Senators offer plan to cover reservists' healthcare costs
An unlikely alliance including Senate Minority Leader Tom Daschle, D-S.D., and Sens. Lindsey Graham, R-S.C., Hillary Rodham Clinton, D-N.Y., and Patrick Leahy, D-Vt., Tuesday announced a joint effort to come up with a way to better provide health coverage to members of the military reserves and the National Guard and their families.
"This is an issue every one of us hears about every week at home," said Clinton of National Guard members and reservists who either lack insurance in their everyday lives, or lose their family's coverage when they are called up. "This is a bipartisan coalition you may never see again, so enjoy it," cracked Graham, who was himself called to active duty during the first Persian Gulf War.
Daschle Monday night offered a version of the proposal as an amendment to the fiscal 2004 Defense authorization bill. It would make all members of the Guard and Army Reserve and their families eligible for TRICARE, the military's health insurance program, with the federal government paying the same share it pays for workers in the Federal Employee Health Benefits Plan.
It would also help pay to keep private coverage for families when the head of the family is mobilized. The Senate Tuesday afternoon approved, 85-10, a compromise version of the measure Daschle said merged his plan with Graham's proposal.
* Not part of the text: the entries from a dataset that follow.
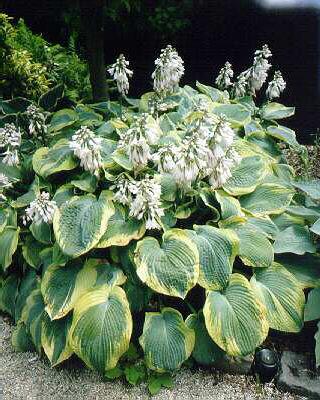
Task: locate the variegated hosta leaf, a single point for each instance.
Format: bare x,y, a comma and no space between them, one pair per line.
47,161
263,224
312,308
54,336
21,340
101,327
62,286
305,268
29,282
317,349
267,199
255,249
246,176
235,318
32,315
166,340
217,250
121,229
282,296
230,206
294,239
205,350
173,268
80,223
8,294
9,238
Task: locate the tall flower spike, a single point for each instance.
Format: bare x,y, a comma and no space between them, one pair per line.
223,80
10,140
147,204
260,68
87,147
41,209
276,86
37,121
120,73
168,72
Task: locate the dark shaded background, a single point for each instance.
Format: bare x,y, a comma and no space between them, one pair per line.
219,30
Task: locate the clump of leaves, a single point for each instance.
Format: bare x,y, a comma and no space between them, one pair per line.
170,222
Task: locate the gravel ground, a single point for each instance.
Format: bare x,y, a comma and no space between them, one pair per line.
24,377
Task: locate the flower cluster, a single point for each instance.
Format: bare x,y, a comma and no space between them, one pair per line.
168,72
205,151
120,73
40,210
250,80
223,80
143,198
137,139
37,121
87,147
276,86
10,140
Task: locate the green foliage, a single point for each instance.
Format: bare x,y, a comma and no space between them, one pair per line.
30,65
121,248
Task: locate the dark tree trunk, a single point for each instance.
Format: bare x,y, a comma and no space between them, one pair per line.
93,25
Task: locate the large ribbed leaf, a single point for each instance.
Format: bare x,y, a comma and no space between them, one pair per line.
80,223
166,340
54,339
101,327
246,176
235,318
294,239
305,268
312,188
62,286
121,229
173,268
32,315
217,250
21,340
230,206
255,249
8,294
312,309
282,296
8,244
205,350
268,198
47,161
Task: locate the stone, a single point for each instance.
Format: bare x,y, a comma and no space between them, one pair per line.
296,376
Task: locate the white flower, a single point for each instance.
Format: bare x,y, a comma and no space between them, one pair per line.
10,136
147,204
165,158
11,157
123,193
168,72
223,80
4,181
10,139
240,87
87,147
260,68
137,139
120,73
37,125
41,209
276,86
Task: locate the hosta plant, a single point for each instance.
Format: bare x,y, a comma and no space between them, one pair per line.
171,222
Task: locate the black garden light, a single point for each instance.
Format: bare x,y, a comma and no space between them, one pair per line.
265,364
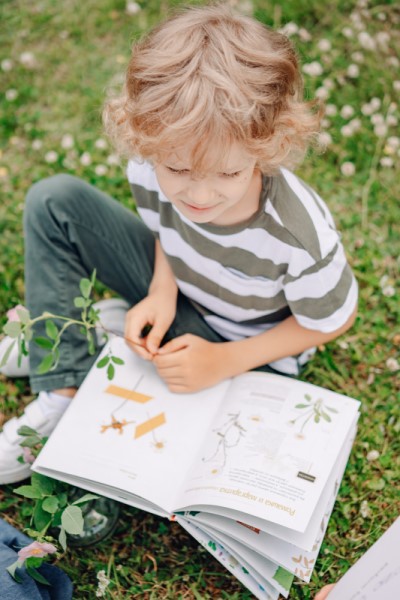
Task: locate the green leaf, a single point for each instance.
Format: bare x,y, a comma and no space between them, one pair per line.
6,354
103,362
37,576
50,504
41,519
117,361
86,498
44,343
86,287
51,330
80,302
110,371
28,491
45,484
23,315
12,570
45,365
62,538
72,520
13,328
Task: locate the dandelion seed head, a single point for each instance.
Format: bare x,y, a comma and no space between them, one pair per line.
347,169
347,111
51,157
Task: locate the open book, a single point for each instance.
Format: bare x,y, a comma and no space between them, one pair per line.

Graham's original plan would have funneled more families into TRICARE, at a lower cost for the families, but a higher one for the government.
The agreement used Graham's more generous government contribution, but kept Daschle's provision allowing a subsidy for families that elect to keep their private coverage. "Not only will it make health care more affordable for Reserve and Guard members and their families, but it will help recruitment efforts and reduce the chance that a Guard or Reserve unit could not deploy because too many of its members had health problems," Daschle said.